I recently watched TV programme which showed a colony of penguins ritually landing on an obscure Antarctica bay. They were driven ashore in hostile waters bouncing against the rocks and then finally scrambling on land before they waddled upwards to the safety of their breeding grounds. Could they not find an easier route with less danger?
This week Penguin launched their “million penguins” collaborative novel. An experiment aimed at enabling anyone to contribute to the writing of a new novel on the Internet. This collaborative effort is based on the successful “wiki” technology that spawned the co-operative wikipedia which we covered in “Brave New World”. The experiment, which Penguin says is the first "wiki novel" to be started from scratch by a major publishing house, will be online for at least six weeks.
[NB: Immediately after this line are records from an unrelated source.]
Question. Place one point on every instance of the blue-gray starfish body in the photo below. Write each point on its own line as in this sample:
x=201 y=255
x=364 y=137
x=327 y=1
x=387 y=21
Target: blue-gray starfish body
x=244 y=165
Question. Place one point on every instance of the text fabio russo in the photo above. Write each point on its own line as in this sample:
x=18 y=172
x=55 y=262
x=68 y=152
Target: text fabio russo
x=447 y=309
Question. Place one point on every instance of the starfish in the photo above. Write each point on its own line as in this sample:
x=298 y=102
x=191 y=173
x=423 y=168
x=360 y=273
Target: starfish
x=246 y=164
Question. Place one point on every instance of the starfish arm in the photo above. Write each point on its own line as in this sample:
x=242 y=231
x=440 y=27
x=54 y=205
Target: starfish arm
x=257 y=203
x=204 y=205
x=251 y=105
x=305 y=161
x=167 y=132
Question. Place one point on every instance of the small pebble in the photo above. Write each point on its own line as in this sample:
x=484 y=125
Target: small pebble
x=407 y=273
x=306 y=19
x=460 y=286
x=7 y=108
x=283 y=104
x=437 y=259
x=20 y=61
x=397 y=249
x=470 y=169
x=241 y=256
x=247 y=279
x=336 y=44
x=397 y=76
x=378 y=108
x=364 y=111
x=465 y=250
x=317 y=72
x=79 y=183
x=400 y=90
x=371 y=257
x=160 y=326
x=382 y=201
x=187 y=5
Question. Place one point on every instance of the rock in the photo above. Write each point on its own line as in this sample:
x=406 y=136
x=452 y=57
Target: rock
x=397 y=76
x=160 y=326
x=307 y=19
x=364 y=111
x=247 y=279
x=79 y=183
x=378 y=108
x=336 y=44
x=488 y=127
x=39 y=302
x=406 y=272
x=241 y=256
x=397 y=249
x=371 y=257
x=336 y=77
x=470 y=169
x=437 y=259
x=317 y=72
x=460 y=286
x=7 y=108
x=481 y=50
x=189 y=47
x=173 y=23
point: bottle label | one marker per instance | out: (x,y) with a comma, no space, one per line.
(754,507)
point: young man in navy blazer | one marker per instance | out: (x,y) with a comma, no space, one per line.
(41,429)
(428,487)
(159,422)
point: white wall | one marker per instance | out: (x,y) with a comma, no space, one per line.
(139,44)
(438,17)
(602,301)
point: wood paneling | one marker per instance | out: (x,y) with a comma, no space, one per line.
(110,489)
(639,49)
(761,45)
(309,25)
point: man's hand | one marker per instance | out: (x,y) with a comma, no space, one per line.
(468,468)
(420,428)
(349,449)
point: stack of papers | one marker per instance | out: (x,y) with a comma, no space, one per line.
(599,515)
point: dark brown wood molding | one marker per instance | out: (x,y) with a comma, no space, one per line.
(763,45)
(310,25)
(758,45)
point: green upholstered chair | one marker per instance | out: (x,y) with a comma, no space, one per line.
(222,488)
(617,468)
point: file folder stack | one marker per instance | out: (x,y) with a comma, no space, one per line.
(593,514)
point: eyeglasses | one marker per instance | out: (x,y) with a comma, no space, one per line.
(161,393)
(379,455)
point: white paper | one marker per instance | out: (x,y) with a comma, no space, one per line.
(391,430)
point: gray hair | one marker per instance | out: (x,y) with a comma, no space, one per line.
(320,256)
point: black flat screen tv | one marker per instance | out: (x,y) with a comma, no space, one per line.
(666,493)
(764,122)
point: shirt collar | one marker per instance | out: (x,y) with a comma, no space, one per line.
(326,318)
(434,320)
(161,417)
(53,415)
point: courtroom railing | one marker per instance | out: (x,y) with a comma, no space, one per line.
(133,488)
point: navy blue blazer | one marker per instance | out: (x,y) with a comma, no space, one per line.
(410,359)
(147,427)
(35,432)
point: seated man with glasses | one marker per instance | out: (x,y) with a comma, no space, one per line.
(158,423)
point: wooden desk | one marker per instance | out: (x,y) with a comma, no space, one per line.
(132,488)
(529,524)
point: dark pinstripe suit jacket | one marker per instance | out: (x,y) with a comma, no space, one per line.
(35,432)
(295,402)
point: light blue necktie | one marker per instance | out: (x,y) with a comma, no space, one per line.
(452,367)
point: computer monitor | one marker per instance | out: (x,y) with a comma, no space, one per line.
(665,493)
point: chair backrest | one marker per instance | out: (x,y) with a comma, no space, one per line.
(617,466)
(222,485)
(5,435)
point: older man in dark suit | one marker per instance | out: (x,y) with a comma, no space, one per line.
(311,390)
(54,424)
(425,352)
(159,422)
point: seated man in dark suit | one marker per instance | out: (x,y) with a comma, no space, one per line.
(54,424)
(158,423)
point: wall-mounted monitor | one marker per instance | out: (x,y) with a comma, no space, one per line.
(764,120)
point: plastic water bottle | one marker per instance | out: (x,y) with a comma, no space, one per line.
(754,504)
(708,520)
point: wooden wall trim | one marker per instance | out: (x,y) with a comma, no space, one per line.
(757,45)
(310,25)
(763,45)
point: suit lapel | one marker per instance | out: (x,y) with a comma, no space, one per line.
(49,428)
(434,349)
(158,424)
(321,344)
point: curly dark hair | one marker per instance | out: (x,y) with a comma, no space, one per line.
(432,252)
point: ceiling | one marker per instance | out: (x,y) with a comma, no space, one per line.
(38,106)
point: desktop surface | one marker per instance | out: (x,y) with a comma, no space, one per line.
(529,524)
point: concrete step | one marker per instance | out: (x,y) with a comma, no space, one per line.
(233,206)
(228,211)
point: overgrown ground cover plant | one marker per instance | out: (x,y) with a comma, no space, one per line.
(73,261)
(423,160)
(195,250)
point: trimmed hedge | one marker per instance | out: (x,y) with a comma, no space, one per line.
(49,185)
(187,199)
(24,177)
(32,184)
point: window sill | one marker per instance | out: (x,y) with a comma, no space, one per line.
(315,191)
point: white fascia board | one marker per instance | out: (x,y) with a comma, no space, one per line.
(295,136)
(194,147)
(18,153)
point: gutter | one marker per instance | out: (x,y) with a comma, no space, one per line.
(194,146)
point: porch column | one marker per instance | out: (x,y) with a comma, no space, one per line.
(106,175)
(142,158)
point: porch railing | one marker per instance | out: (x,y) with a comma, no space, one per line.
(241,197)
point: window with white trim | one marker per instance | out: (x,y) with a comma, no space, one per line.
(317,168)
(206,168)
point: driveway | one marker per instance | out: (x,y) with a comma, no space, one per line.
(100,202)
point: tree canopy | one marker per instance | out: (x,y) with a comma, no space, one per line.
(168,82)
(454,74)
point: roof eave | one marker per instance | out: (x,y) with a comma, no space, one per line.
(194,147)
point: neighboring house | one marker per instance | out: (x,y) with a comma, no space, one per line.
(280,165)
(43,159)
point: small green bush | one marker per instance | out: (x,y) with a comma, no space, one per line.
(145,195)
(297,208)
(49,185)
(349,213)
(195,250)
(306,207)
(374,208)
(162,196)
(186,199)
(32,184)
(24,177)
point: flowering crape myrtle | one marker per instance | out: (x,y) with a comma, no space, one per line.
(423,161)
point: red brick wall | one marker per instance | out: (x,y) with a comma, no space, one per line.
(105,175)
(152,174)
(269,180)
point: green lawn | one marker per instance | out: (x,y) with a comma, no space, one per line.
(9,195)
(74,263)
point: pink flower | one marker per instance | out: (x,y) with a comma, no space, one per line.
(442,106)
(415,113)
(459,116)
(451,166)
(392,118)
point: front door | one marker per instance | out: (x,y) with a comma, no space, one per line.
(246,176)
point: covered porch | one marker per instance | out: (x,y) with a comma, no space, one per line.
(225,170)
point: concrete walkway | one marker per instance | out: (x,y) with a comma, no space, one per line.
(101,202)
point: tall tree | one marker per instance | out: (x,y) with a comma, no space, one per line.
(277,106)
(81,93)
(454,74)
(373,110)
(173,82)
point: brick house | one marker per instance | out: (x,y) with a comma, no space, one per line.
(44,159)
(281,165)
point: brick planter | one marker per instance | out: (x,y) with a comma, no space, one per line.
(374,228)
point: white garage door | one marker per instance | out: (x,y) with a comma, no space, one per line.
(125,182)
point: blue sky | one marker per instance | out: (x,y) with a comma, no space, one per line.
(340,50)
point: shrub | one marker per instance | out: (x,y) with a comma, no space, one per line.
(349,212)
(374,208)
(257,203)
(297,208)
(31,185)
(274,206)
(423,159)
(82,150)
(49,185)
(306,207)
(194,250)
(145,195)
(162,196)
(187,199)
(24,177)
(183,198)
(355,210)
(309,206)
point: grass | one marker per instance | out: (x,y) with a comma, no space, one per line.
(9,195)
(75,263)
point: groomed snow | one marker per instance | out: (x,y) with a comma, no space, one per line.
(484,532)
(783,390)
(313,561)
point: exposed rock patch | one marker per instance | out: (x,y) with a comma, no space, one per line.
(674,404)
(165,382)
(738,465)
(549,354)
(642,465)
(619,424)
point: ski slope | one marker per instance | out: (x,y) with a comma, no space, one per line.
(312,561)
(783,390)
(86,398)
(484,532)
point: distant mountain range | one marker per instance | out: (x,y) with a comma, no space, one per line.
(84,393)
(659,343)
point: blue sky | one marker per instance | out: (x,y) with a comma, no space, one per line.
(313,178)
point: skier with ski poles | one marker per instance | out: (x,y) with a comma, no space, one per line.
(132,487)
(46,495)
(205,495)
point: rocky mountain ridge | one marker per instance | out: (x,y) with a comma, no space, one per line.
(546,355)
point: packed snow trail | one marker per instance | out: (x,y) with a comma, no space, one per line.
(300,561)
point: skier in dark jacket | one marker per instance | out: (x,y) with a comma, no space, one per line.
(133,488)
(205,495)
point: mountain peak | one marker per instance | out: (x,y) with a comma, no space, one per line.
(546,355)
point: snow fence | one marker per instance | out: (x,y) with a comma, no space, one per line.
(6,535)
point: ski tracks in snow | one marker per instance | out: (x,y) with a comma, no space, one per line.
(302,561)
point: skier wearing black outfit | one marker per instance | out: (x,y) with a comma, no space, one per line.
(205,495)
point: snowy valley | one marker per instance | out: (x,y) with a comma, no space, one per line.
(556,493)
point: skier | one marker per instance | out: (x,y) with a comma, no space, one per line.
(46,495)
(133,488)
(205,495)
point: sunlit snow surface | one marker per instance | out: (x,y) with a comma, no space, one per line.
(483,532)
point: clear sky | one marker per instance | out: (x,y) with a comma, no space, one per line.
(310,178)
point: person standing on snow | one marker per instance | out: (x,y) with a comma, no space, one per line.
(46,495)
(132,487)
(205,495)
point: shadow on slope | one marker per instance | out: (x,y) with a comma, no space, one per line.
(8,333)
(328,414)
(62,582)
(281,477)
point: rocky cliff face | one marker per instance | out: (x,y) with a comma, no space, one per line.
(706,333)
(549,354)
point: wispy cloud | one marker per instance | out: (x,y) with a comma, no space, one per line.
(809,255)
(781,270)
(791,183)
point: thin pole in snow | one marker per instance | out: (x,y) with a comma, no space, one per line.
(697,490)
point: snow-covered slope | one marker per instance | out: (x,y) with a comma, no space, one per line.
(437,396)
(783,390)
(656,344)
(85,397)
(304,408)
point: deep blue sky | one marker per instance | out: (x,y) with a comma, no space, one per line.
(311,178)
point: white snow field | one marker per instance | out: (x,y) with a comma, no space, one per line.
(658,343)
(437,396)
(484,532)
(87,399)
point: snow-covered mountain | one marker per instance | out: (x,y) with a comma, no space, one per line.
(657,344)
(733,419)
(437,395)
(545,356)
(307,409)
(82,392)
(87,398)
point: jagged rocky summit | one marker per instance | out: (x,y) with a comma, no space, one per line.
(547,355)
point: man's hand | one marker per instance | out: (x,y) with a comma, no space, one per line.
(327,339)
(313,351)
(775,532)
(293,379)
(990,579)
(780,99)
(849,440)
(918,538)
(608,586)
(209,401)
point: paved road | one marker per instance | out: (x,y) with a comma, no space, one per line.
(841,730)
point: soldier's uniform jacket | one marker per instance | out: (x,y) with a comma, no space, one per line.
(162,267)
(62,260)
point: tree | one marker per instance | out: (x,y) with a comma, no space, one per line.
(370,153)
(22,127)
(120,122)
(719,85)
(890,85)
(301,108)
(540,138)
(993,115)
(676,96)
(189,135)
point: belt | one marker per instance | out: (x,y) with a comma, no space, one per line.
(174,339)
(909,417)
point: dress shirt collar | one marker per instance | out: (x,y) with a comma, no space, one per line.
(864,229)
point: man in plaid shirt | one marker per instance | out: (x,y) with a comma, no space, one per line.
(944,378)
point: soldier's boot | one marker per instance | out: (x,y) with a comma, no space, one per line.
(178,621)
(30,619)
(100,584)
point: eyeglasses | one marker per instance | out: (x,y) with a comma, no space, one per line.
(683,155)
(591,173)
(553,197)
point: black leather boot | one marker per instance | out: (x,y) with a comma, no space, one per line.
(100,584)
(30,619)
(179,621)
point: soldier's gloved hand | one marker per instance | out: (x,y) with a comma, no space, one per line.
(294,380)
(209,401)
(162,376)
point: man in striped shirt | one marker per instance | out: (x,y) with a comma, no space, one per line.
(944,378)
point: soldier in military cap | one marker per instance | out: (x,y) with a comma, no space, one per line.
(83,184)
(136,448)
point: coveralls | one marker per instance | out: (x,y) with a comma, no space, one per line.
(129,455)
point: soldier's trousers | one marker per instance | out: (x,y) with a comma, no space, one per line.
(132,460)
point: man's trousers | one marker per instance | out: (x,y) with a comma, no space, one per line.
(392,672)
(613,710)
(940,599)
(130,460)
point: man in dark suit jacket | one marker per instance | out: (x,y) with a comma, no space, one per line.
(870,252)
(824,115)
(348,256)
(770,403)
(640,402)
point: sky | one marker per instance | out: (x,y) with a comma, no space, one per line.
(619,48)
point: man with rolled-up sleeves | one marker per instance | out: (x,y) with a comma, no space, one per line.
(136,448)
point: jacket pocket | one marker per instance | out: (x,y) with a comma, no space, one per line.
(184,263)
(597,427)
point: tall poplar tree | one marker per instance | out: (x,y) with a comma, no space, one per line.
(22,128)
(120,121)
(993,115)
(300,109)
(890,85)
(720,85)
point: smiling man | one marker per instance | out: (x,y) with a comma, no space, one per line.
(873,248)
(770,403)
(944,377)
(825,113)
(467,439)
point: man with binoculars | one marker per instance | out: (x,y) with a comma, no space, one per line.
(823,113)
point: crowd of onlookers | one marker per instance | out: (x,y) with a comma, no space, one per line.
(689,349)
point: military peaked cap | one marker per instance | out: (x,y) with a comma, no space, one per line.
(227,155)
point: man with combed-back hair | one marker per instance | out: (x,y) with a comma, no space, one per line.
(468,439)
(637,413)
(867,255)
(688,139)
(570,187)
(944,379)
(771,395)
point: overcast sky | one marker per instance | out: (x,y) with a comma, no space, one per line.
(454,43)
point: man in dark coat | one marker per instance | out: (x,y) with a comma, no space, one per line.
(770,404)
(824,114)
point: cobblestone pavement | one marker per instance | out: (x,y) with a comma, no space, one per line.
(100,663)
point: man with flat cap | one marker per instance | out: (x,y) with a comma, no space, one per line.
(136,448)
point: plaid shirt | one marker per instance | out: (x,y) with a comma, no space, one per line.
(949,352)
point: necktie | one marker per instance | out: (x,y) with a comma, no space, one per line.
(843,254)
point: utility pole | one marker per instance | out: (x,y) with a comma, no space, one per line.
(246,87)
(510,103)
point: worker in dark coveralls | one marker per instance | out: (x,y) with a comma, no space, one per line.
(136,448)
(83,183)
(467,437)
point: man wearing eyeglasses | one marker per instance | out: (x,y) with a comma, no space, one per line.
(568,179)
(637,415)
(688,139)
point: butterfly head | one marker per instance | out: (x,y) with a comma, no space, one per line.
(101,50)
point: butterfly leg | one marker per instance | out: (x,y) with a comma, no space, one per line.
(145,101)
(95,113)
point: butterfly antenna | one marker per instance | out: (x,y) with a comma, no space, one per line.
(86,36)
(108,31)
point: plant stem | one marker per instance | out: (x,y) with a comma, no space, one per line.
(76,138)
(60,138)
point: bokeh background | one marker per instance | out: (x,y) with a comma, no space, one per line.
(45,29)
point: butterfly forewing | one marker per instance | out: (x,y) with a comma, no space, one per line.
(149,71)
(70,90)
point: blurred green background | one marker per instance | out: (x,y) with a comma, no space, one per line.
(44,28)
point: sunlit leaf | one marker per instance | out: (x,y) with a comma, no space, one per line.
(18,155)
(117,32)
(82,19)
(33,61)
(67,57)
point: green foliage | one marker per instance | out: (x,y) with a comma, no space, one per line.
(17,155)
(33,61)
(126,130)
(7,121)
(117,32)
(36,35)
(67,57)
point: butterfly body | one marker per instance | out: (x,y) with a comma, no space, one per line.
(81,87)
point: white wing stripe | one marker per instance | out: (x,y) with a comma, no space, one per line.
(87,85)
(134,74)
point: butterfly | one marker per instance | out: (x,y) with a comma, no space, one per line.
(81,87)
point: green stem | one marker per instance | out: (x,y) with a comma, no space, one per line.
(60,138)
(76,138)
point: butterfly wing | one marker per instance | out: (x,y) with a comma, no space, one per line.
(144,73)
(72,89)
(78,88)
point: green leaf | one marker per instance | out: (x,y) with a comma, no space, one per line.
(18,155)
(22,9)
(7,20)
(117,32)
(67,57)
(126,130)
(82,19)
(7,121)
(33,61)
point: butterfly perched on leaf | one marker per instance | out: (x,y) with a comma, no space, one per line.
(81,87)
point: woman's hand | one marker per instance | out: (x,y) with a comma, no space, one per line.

"This is an experiment. It may end up like reading a bowl of alphabet spaghetti," Jeremy Ettinghausen, head of digital publishing at Penguin UK said, adding there were no plans as yet to publish the completed work. "We are not making any predictions. It would be utterly fantastic if we could at the end create a print remix."
Penguin states the work is not a talent search.
The “wiki” format works well when the subject matter is factual and the entries are short and their number is many but will it work when there is one story, input is open to all and the subject is pure fiction? Logic says it will fail and editors and authors will be rubbing their hands as their value becomes even more obvious. What is certain is the real winner will be Penguin. They will get publicity whether it fails or succeeds and will get input even if the contributors are not recognized.
Personally, my mind goes back to visualizing those millions of penguins in Antarctica and asking why they put themselves through significant peril just to come ashore in this one place?